反ワク勇者パーティからの追放【1000文字未満】

作者: 平之和移


「お前パーティから降りろ」


頭にアルミホイルを巻いている勇者からそう言われた。俺は狼狽して、後ずさる。


「な、なんでだよ。今までも医術で貢献したじゃないか」


「それだよ。その医術、エセじゃねぇか。俺は知ってるぞ。お前、自分にワクチン打ちやがったな。風邪引いたらキャベツ被ればいいってのによ」


「いやそれで回復したという論拠はない。風邪薬にはしっかりとした治験があって……」


「やかましい! とにもかくにもワクチン打ちやがった奴は追放だ! 出ていけ5G人間!」


取り付く島もないので、俺は彼らのもとを去った。街からも追い出された。途方に暮れながら歩き回ると村に着いた。


その村には医者がいなかった。そのせいで疾病が蔓延しており、人々は苦しんでいる。


「大丈夫、俺は医者だ。さて、まずは見せてくれ」


と、診察を始めた。これは典型的な風邪だ。インフルではない。だが風邪とて危険に変わりはない。製薬ギルドに連絡をつけて薬を貰い、処方した。代金は俺が全て掛け持つ。衛生面も改善しておいた。


安静にさせてしばらく。みんな元気になった。まぁ風邪なんて薬飲んで安静にして衛生環境も良ければ治る。村の人は過剰に感謝してきた。薬のおかげだろうに。


しかし村一番の美少女が腹痛に倒れた。調べてみると盲腸だったのでサクッと手術。環境が整っていなかったが無事終了。ますます褒め倒された。


賞賛の声が耳に痛くなってきた。こうなれば衛生も健康意識も高めて医者要らずにしてやる。


そういうワケで医学的健康を啓蒙し続け、病気は減った。俺もようやく休める。


と思ったら、勇者達について緊急の連絡だ。なんと流行病にかかったらしい。


放っておけないので駆けつけると、勇者達は家にいた。せめて病院に行けと怒りを覚えるも、勇者はこう言う。

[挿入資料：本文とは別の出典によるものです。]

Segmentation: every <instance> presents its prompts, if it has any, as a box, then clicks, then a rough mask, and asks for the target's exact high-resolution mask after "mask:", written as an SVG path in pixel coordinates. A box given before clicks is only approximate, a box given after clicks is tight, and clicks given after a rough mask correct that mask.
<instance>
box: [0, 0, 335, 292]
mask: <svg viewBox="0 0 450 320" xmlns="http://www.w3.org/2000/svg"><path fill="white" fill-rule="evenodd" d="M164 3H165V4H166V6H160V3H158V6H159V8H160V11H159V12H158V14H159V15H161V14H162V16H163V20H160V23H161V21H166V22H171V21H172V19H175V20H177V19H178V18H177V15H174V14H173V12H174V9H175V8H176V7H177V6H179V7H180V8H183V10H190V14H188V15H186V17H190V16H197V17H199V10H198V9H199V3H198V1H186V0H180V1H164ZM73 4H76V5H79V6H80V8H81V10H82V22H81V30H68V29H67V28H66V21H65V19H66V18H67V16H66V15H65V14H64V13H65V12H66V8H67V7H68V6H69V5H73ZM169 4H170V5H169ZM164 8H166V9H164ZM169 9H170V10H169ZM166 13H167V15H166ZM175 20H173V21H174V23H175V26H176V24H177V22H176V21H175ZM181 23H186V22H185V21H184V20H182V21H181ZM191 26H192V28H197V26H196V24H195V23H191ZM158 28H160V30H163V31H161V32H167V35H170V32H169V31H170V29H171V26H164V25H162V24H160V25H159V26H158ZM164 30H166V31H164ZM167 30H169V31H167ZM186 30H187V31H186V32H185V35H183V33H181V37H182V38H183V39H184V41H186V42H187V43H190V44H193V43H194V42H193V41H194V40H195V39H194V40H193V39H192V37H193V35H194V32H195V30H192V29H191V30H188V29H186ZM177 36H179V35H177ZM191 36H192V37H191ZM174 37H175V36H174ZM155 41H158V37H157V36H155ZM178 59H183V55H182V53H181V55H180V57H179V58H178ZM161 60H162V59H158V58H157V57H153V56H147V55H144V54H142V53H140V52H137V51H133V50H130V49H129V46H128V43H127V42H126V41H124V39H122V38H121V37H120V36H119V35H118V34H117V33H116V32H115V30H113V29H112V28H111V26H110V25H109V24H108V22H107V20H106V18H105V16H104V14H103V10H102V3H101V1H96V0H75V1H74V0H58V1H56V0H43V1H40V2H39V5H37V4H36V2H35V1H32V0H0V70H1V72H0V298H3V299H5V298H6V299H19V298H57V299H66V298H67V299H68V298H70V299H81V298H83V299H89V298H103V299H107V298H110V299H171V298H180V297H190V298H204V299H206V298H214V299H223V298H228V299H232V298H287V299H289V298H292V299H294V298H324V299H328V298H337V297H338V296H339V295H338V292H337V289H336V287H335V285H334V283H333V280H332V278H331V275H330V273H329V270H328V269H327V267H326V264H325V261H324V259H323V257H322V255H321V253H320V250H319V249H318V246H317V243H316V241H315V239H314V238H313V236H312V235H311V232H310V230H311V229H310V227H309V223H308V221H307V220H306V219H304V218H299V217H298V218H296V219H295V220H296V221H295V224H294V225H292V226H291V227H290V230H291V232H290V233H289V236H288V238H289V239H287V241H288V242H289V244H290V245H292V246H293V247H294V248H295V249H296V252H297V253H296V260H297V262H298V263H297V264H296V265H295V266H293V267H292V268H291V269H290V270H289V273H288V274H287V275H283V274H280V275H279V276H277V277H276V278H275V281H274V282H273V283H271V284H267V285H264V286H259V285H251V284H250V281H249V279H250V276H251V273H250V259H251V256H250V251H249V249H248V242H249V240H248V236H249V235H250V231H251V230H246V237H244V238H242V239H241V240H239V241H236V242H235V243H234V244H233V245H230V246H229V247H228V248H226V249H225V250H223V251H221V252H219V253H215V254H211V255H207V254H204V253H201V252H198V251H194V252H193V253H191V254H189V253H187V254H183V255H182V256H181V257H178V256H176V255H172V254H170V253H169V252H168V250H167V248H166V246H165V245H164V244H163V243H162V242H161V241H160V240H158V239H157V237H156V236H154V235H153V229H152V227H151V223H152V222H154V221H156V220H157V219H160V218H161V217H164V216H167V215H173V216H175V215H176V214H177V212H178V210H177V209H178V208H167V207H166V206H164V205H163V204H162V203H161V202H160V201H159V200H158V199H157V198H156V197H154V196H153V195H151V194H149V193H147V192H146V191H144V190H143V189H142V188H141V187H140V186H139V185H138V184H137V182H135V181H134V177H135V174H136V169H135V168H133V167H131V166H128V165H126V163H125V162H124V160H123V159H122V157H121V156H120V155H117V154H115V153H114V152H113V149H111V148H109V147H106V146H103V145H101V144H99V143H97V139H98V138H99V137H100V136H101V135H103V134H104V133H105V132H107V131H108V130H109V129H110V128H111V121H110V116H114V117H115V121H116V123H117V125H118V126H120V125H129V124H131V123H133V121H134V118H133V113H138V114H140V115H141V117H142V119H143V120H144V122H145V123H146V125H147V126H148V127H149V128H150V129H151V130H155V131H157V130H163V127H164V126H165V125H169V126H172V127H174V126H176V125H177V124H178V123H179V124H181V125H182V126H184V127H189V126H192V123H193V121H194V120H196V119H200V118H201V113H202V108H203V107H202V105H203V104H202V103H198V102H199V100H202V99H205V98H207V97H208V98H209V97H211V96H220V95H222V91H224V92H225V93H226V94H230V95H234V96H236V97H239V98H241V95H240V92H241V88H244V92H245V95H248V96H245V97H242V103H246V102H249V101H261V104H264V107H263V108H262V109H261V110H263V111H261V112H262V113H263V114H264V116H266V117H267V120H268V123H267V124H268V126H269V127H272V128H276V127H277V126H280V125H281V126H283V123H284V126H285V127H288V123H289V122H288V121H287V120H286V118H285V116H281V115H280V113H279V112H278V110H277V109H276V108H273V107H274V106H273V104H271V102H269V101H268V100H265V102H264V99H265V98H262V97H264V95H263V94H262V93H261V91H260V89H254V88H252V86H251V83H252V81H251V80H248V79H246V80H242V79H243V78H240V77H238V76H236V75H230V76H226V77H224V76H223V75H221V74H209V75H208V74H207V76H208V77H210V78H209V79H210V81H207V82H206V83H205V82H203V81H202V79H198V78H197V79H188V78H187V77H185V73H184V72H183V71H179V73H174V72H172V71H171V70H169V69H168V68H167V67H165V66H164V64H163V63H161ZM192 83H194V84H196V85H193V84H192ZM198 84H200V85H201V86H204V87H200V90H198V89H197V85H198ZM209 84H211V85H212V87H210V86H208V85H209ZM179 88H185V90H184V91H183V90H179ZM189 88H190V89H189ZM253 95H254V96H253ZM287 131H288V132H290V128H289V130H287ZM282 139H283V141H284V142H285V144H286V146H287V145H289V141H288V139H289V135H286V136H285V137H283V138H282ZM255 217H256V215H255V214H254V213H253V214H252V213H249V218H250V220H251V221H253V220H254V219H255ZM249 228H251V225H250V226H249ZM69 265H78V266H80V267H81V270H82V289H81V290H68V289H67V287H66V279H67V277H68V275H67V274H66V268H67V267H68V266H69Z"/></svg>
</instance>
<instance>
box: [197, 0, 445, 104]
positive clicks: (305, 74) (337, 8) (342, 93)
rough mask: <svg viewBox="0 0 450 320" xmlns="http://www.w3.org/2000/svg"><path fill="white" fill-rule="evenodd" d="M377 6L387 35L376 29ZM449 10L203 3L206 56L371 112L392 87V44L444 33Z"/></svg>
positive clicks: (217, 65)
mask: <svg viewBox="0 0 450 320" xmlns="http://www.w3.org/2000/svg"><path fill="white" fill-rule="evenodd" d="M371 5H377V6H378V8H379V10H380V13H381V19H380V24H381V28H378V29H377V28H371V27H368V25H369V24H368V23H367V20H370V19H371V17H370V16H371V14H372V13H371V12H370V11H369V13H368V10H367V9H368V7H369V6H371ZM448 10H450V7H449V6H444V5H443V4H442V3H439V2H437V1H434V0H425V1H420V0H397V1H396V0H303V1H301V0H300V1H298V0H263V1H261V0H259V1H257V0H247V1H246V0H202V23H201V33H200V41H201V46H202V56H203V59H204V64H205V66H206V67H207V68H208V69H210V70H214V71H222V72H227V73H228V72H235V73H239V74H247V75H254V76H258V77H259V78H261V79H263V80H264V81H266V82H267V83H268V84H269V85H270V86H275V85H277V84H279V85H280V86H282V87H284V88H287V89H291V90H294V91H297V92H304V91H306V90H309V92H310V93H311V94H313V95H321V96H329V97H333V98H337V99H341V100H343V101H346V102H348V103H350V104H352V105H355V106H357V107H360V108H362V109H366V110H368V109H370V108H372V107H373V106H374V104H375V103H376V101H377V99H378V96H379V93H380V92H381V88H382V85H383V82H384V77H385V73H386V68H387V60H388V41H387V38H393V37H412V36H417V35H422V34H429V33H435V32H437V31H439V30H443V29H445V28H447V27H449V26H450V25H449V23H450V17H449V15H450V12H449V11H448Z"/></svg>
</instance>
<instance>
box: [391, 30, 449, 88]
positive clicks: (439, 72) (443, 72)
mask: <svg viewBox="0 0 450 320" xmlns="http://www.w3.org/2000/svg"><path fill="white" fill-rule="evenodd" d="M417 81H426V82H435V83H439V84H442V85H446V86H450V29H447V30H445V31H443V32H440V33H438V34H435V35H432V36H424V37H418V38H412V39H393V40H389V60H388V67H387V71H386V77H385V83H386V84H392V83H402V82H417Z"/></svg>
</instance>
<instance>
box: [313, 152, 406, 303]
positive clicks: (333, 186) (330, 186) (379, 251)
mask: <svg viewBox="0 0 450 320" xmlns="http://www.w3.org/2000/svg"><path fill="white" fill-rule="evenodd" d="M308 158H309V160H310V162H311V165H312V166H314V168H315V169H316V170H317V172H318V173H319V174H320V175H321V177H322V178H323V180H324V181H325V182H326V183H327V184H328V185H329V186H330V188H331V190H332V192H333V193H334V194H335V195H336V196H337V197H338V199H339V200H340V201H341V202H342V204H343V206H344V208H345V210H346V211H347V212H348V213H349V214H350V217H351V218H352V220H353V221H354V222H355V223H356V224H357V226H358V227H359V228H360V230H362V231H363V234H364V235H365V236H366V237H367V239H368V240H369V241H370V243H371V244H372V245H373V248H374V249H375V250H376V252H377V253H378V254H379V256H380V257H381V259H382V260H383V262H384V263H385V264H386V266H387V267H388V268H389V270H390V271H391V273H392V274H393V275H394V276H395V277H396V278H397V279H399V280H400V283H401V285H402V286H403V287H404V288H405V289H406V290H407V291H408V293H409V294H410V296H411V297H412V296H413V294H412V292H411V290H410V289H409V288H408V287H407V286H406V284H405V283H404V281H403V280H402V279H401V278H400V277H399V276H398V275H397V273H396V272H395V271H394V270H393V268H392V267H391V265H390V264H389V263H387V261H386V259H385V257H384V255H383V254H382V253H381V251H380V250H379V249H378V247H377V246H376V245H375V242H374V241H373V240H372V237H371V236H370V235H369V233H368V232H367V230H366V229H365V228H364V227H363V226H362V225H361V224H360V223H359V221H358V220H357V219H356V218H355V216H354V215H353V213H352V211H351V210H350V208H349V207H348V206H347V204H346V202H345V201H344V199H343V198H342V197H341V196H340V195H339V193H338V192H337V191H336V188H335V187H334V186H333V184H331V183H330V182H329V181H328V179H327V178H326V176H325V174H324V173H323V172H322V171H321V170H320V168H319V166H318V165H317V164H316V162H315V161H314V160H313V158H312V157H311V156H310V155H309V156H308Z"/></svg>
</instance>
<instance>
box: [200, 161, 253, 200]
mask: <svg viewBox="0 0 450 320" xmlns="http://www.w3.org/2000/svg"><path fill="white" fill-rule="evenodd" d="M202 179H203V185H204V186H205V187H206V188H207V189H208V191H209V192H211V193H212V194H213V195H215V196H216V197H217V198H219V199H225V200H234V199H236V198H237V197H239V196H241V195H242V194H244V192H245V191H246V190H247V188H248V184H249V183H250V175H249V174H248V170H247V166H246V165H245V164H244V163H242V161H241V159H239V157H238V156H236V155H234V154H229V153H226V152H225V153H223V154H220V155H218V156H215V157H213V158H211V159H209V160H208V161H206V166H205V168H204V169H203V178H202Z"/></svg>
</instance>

「毒を打たれるに決まってる! 騙されないぞ、お前も極小電子チップを打ちに来たんだろ。そして俺をラジコン人間にするつもりだ。ワクチンもだろ。ワクチンは、わ、苦、ちーんなんだぞ」


「何言っているか解らんが、延命治療するにはもう遅い。ワクチン打たないからだ」


で、勇者達は死んだ。これを境に人々は情報リテラシーに目覚め、エセ医学が幅を利かせることもなくなった。


俺の役割も終わったので、そろそろワクチン売るための毒売りに戻るかな……。